The bottom line: According to the CaseMetrix data, the average verdict against a trucking company in 2012 was about $2.6 million. Now it’s more than $17 million.
But reflecting the impact of big cases on the average, as opposed to what is going on in the wider universe of resolutions, the median verdict award is going up at a far slower pace than the average. This year so far, according to CaseMetrix, the median verdict award is $2.88 million. That’s actually down from the $3.5 million median recorded last year, but is up from two years ago when it was $2.25 million.
Pershing said in an email to FreightWaves that his aggregation of the data found two nine-figure verdicts last year, while 2019 has had one and “some mid-eight-figure verdicts.”
He also noted that not everybody who sues a trucking company is a winner. That fact is embedded in the numbers. “There are defense verdicts ($0 verdicts) in both years though, since we collect data from both plaintiff and defense, so it’s not completely lopsided toward plaintiffs,” Pershing said in his email.
He added that the big jumps he’s seen in the Southeast — the only area his company operates in — are not normal. “During that time we haven’t seen any other significant shifts up or down until the last couple of years,” he said.
CaseMetrix is an information company with a network of attorneys that supply it with data on verdicts and settlements. Its information, according to Pershing, is “used to assess risk, manage client expectations and provide a framework of case value for similar cases to aid in settlement negotiations.” CaseMetrix provides data for a large number of sectors, not just transportation.

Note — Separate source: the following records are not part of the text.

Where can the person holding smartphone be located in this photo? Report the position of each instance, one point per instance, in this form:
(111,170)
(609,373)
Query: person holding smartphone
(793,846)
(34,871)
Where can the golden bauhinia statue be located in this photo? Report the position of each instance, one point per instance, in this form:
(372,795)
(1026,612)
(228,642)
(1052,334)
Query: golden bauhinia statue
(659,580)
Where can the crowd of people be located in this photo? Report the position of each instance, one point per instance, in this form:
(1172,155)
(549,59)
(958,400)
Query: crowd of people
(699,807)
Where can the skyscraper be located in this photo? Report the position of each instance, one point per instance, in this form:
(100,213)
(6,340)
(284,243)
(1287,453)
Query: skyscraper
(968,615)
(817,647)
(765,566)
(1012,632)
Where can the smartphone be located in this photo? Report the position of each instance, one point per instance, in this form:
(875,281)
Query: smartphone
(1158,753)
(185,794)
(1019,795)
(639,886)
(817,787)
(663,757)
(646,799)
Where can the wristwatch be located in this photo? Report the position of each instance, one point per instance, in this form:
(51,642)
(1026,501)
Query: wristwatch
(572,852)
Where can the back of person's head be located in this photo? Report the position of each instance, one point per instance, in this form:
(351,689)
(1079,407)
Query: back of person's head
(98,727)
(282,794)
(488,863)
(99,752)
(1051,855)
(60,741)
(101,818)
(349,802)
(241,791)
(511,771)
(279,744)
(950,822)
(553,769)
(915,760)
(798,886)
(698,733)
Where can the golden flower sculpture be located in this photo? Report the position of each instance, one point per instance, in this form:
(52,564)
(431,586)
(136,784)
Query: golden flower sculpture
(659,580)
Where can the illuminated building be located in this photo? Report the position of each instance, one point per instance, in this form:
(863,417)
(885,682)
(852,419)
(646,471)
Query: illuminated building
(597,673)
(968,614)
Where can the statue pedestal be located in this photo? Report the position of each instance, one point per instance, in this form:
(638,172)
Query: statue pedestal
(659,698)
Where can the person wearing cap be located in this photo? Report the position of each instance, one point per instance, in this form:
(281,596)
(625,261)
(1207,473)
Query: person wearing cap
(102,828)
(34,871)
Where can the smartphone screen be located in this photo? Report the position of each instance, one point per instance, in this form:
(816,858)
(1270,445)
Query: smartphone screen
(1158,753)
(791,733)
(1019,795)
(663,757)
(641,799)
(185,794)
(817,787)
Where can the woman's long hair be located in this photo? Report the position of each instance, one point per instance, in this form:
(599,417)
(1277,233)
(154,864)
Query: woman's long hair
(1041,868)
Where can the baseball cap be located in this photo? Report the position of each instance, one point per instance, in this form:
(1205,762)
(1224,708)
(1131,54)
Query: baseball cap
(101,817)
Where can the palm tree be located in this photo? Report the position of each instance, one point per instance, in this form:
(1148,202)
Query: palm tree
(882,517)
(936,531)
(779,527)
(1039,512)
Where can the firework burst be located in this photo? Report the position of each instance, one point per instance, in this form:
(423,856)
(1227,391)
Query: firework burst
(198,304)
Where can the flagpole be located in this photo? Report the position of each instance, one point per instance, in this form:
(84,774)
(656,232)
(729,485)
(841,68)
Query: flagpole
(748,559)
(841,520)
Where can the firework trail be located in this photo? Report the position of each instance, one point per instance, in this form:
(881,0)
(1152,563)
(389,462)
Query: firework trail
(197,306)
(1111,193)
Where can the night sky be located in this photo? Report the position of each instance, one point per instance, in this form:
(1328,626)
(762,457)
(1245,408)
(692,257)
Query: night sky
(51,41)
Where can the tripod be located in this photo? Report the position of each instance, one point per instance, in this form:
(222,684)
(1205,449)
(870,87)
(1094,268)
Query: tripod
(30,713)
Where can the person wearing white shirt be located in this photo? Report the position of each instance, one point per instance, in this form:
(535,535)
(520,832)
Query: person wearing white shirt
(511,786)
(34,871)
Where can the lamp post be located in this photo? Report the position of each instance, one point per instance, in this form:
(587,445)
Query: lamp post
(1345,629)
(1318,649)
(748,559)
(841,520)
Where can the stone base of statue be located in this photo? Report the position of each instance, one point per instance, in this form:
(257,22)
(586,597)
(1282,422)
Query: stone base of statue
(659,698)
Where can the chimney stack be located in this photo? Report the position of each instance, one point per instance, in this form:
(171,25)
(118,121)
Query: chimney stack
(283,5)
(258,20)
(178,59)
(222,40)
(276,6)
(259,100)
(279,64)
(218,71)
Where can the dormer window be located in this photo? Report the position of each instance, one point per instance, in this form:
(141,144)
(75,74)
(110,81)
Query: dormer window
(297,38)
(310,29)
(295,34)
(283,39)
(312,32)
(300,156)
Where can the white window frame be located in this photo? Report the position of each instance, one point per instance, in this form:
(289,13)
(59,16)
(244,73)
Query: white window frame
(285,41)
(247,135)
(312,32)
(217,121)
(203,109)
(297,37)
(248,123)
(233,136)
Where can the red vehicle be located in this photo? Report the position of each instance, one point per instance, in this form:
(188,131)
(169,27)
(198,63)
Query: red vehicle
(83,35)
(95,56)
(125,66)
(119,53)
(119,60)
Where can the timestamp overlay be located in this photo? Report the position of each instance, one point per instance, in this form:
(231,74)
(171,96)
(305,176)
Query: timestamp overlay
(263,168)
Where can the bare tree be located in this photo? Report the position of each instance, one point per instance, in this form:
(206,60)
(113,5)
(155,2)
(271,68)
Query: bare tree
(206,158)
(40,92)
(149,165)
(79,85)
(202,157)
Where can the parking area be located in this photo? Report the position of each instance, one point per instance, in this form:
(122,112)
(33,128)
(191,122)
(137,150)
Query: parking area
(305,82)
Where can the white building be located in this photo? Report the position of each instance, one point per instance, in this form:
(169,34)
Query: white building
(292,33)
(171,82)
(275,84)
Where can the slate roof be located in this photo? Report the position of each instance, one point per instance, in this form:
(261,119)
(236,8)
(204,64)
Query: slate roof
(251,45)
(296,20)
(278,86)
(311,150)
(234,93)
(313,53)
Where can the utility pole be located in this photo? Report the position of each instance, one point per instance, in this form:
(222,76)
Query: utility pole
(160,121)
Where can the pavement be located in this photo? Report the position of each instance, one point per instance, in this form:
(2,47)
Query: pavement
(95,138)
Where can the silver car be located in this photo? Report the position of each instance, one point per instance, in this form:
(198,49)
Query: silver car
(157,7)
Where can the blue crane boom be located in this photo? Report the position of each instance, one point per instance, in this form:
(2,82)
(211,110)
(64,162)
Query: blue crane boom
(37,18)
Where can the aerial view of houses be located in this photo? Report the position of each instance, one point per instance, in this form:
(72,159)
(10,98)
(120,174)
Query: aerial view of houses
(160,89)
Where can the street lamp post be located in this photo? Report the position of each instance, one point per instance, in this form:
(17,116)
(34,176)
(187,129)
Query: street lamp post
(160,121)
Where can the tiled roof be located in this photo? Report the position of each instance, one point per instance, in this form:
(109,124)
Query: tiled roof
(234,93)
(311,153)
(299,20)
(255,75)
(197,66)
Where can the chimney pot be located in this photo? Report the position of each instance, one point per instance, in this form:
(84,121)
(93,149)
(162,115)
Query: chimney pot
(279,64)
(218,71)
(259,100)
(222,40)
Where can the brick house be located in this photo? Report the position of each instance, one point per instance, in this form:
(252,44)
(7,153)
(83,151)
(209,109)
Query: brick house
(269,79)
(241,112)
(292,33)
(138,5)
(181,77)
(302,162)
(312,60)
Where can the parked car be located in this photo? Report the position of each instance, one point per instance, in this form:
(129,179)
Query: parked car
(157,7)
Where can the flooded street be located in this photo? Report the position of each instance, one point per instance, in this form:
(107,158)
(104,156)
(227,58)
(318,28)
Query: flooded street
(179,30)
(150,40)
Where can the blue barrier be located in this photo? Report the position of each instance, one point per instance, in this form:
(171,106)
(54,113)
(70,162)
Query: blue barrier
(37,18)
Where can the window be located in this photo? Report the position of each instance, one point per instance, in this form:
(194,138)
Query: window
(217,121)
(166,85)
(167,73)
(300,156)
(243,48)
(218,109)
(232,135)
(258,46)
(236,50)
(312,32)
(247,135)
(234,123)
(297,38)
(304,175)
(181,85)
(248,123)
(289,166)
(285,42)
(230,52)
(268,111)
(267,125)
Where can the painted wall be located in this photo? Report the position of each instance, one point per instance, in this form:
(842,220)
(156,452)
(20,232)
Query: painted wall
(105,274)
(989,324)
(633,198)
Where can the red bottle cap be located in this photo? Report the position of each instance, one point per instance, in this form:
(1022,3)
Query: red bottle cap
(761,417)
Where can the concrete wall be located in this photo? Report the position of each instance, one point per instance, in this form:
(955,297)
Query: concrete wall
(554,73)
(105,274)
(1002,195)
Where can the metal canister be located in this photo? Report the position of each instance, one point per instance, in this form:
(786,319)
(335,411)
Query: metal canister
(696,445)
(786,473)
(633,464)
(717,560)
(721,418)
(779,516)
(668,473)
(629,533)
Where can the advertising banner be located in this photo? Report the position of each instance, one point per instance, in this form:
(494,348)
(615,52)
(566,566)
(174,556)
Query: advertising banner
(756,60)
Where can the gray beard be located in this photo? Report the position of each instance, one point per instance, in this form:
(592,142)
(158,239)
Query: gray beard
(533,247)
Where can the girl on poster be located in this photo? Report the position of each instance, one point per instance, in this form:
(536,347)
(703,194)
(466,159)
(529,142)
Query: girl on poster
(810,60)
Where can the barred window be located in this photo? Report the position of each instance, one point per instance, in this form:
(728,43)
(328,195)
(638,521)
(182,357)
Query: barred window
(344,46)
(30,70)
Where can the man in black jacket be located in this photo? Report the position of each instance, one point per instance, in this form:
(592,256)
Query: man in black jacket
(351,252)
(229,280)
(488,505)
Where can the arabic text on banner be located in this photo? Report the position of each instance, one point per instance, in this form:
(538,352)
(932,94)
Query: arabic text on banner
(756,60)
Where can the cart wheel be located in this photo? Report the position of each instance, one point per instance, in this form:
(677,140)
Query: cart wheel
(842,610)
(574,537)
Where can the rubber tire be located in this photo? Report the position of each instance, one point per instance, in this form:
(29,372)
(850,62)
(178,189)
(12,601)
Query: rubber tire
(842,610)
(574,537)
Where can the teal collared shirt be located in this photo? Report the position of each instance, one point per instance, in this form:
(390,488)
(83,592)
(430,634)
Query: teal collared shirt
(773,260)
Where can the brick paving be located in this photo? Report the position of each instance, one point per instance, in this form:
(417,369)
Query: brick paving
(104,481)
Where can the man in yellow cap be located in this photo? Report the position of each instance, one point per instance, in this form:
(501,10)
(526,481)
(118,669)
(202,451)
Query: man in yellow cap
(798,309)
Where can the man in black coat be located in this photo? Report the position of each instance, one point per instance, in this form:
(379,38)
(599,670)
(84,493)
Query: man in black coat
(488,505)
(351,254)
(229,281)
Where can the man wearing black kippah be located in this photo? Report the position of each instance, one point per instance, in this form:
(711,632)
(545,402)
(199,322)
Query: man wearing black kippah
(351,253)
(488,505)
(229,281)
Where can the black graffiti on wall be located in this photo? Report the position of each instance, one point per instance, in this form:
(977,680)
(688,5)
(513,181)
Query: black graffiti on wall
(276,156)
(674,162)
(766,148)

Pershing said he could not give a breakdown on the percentage of the verdicts levied against full 18-wheelers or smaller trucks. He said they would “tend” to be 18-wheelers “but there could be some smaller box-type truck verdicts in there.”
The big jury verdicts have piled up this year. Just a few days ago, a Georgia company got hit with an $8 million verdict. Werner Enterprises (STOCK.WERN) had a so-called “nuclear” decision go against it last month. And in the daddy of them all, a Georgia steel hauler got hit with what is believed to be the biggest verdict against a trucking company ever, a case involving a crash in Alabama that killed five family members. That one came in at $280 million. (The Werner case was in New Mexico and would not have been in the CaseMetrix data.)
Rising insurance costs that have accompanied the increases in lawsuit resolutions have led to the shutdown of several trucking companies, according to various anecdotal evidence. Carney Transportation of Alabama shut over the summer, with the flatbed carrier citing higher insurance costs as a reason. A.L.A. Trucking of Indiana closed in late spring with its owner Alan Adams saying insurance costs for his company had risen to more than $700,000 from $340,000 in just one year.
In the Carney shutdown, co-owner David Carney said at the time of the closure that the company had a “major accident” in the prior year. “Once we got the insurance quote, we tried to make it work, but we just couldn’t,” he told FreghtWaves in its story about the closure.